1.Although the record does not include a formal judgment consistent with the district court's order, the court's decision demonstrates it was intended to be the court's final order. See American Ins. Co. v. Midwest Motor Express, Inc., 554 N.W.2d 182, 183 n.1 (N.D. 1996).
2.Section 40-58-20(11), N.D.C.C., provides:
"11. As an alternative to the sale of bonds to be amortized with tax increments as provided in this section, the governing body of a municipality may, in its discretion, grant a total or partial tax exemption for the project in order to provide assistance to a project developer in a development or renewal area, pursuant to agreement with the municipality. . . . The amount of annual tax exemption under this subsection is limited to the tax increment as defined in this section as it applies to the development or renewal project and may extend for a period not to exceed fifteen years. In determining the total amount of the tax exemption to be authorized, the municipality shall give due consideration to the same elements as are involved in the sale of bonds to be amortized by tax increments. . . . The amount of tax exemption must be an amount sufficient to reimburse the project operator for those eligible costs, amortized pursuant to the agreement between the project developer and the municipality."
3.Section 57-12-09, N.D.C.C., says:
"Written notice of increased assessment to real estate owner. When any assessor has increased the assessed valuation of any lot or tract of land together with any improvements thereon by fifteen percent or more of the last assessment, written notice of the amount of increase over the last assessment and the amount of the last assessment must be delivered by such assessor to the property owner or mailed to him at his last known address except that no such notice need be delivered or mailed if the assessment is increased by less than one thousand five hundred dollars. The tax commissioner shall prescribe suitable forms for this notice and such notice must also show the true and full value as defined by law of the property, including such improvements, that the assessor used in making the assessment for the current year and for the year in which the last assessment was made and must also show the date prescribed by law for the meeting of the local equalization board of the assessment district in which the property is located and the meeting date of the county equalization board. Such notice must be mailed or delivered to the property owner at least ten days in advance of the meeting date of the local equalization board and must be mailed or delivered at the expense of the assessment district for which the assessor is employed."

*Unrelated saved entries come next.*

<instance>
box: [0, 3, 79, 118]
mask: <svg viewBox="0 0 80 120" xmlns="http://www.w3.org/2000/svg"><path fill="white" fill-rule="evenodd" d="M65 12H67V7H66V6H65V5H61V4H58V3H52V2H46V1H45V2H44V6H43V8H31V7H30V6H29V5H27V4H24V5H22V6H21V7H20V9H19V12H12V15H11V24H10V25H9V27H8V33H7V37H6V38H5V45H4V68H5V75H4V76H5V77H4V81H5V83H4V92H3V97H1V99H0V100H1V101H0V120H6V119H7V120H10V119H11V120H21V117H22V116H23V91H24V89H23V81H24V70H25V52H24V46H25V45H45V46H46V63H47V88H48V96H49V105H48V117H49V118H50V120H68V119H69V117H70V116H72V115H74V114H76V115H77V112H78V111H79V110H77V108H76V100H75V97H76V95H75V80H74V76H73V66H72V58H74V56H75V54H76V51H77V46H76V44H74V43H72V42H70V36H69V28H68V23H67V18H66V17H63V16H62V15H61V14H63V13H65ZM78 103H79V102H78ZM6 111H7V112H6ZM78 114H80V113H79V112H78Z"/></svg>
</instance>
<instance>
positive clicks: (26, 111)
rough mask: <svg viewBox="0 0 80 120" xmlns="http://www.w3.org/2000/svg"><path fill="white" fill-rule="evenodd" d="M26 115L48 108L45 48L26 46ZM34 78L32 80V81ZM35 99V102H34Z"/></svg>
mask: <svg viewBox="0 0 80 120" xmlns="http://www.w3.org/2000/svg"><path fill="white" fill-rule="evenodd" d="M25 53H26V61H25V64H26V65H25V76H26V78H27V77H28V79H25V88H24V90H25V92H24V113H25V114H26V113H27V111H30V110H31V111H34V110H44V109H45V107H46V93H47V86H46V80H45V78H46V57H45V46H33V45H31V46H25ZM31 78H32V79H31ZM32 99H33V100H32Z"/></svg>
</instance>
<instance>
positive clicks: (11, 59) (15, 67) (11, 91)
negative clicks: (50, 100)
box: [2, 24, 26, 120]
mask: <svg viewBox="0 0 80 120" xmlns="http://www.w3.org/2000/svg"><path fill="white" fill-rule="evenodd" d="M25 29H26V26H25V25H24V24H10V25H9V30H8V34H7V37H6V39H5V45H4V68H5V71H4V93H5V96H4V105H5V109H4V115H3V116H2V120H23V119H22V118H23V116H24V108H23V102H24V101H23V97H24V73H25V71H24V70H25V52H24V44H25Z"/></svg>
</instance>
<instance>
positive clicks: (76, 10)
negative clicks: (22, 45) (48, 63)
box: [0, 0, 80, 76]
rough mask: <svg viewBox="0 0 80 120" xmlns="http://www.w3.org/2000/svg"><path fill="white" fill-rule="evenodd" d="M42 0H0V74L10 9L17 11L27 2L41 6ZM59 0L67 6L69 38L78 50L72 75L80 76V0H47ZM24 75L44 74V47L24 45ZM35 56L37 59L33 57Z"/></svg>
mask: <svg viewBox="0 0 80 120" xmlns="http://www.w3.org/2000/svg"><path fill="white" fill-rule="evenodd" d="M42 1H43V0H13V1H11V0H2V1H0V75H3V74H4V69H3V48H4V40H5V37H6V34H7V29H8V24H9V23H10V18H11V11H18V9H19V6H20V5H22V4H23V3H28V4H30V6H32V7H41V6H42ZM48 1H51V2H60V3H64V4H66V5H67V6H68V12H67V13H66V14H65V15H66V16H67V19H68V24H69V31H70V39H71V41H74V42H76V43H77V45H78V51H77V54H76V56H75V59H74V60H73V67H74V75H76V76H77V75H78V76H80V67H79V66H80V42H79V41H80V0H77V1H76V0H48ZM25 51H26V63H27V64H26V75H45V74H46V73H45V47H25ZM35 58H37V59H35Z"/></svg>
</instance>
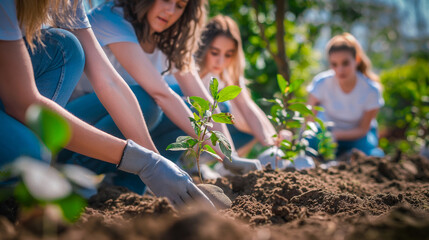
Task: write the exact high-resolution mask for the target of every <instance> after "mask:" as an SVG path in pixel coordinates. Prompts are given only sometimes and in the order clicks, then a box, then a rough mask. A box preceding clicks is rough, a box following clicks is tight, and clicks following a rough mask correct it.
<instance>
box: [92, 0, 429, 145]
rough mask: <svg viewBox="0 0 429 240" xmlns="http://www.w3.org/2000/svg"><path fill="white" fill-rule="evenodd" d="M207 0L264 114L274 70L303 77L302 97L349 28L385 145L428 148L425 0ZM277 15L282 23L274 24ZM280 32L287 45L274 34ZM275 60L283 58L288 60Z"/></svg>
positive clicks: (210, 12) (426, 59)
mask: <svg viewBox="0 0 429 240" xmlns="http://www.w3.org/2000/svg"><path fill="white" fill-rule="evenodd" d="M103 1H104V0H92V3H93V5H95V6H96V5H97V4H98V3H100V2H103ZM208 1H209V9H210V11H209V15H210V16H209V17H213V16H215V15H217V14H224V15H228V16H230V17H232V18H233V19H234V20H235V21H236V22H237V23H238V25H239V27H240V30H241V35H242V39H243V47H244V52H245V55H246V71H245V76H246V78H247V79H249V84H248V87H249V89H250V90H251V93H252V96H253V98H254V99H255V101H256V102H257V103H258V104H259V105H260V106H261V107H262V109H264V110H265V111H266V112H268V106H264V105H263V104H262V102H261V101H259V100H260V99H261V98H272V96H273V95H274V94H275V93H276V91H278V87H277V80H276V75H277V73H281V74H283V75H287V76H285V78H286V79H290V80H291V81H294V80H297V79H301V80H304V84H303V85H302V87H301V89H300V91H298V92H297V94H296V95H297V96H296V97H300V98H301V97H304V98H305V97H306V96H307V94H306V92H305V86H306V85H307V84H308V83H309V82H310V81H311V79H312V78H313V77H314V76H315V74H317V73H318V72H320V71H323V70H326V69H327V68H328V64H327V61H326V58H325V54H324V46H325V44H326V43H327V42H328V40H329V39H330V38H331V37H332V36H334V35H336V34H340V33H342V32H345V31H346V32H350V33H352V34H353V35H354V36H356V38H357V39H358V40H359V42H360V43H361V44H362V47H363V48H364V50H365V51H366V53H367V54H368V56H369V57H370V59H371V61H372V64H373V67H374V70H375V72H376V73H378V74H379V75H380V77H381V82H382V83H383V87H384V92H383V96H384V99H385V101H386V104H385V106H384V107H383V108H382V109H381V110H380V113H379V114H378V121H379V123H380V134H381V141H380V145H381V147H382V148H383V150H385V151H386V152H387V153H393V152H395V151H397V150H398V149H399V150H400V151H401V152H407V153H414V152H416V151H417V150H418V149H419V148H421V147H422V146H423V145H425V144H426V146H427V144H428V142H429V140H428V119H429V110H428V106H429V103H428V98H429V97H428V96H429V88H428V85H429V71H428V69H429V0H264V1H262V0H208ZM279 9H280V11H279ZM276 14H277V15H276ZM276 16H280V17H281V19H282V20H283V21H281V25H279V23H277V25H276ZM257 20H258V21H257ZM258 22H259V23H260V24H259V25H258ZM279 26H281V28H282V29H280V28H279ZM261 30H262V31H263V32H262V31H261ZM283 32H284V34H283V36H282V37H280V38H281V40H282V42H283V44H284V46H283V47H284V49H282V47H281V46H280V44H279V39H278V38H276V37H278V35H279V33H283ZM280 42H281V41H280ZM281 51H284V53H283V52H281ZM273 56H275V57H273ZM275 58H277V60H279V59H280V60H285V59H286V60H287V63H288V65H286V66H285V65H284V64H279V61H275ZM280 62H281V61H280ZM278 66H280V67H278ZM285 68H288V69H285Z"/></svg>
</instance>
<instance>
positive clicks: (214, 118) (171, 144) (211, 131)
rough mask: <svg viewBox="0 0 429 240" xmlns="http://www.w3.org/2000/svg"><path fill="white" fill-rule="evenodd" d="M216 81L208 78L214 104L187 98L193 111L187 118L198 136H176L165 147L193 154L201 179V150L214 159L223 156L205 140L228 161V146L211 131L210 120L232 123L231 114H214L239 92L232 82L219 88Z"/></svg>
mask: <svg viewBox="0 0 429 240" xmlns="http://www.w3.org/2000/svg"><path fill="white" fill-rule="evenodd" d="M218 87H219V82H218V80H217V79H216V78H212V79H211V81H210V94H211V95H212V97H213V104H212V103H210V102H209V101H207V100H205V99H203V98H200V97H196V96H192V97H189V98H188V102H189V104H191V105H192V107H193V108H194V109H195V110H196V112H197V113H195V112H194V113H193V117H189V120H190V121H191V124H192V127H193V128H194V131H195V134H196V135H197V138H193V137H190V136H180V137H178V138H177V139H176V142H175V143H172V144H170V145H168V146H167V150H171V151H183V150H185V151H186V154H187V155H191V156H195V159H196V162H197V167H198V175H199V177H200V180H201V181H202V178H201V172H200V155H201V153H203V152H206V153H208V154H209V155H211V156H213V157H214V158H216V159H219V160H222V158H221V157H220V156H219V155H218V154H217V153H216V152H215V150H214V149H213V148H212V147H211V146H210V145H209V144H207V142H208V141H210V142H211V143H212V145H213V146H216V144H219V147H220V150H221V151H222V153H223V154H224V155H225V156H226V158H228V159H229V160H231V145H230V143H229V142H228V140H227V138H226V137H225V135H223V133H221V132H219V131H215V130H211V128H212V127H213V122H217V123H227V124H233V123H234V121H233V116H232V115H231V114H230V113H214V112H215V109H216V108H217V107H218V104H219V103H221V102H226V101H229V100H232V99H234V98H235V97H237V96H238V94H239V93H240V92H241V88H240V87H238V86H235V85H231V86H227V87H225V88H223V89H222V90H220V91H219V89H218Z"/></svg>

4.When Fisher was decided, N.D.C.C. 57-12-09 required written notice for assessments increased "by more than fifteen percent of the last assessment." The statute now requires written notice for increases "by fifteen percent or more of the last assessment." See1975 N.D. Sess. Laws, Ch. 513, 1.
5.We have often said parties making constitutional arguments should bring up the heavy artillery or forego the attack entirely. E.g., Adams County Record v. Greater North Dakota Ass'n, 529 N.W.2d 830, 838 n.2 (N.D. 1995).
6.Section 43-23.3-18, N.D.C.C., was adopted in 1991 and requires all licensed and certified appraisers to comply with USPAP.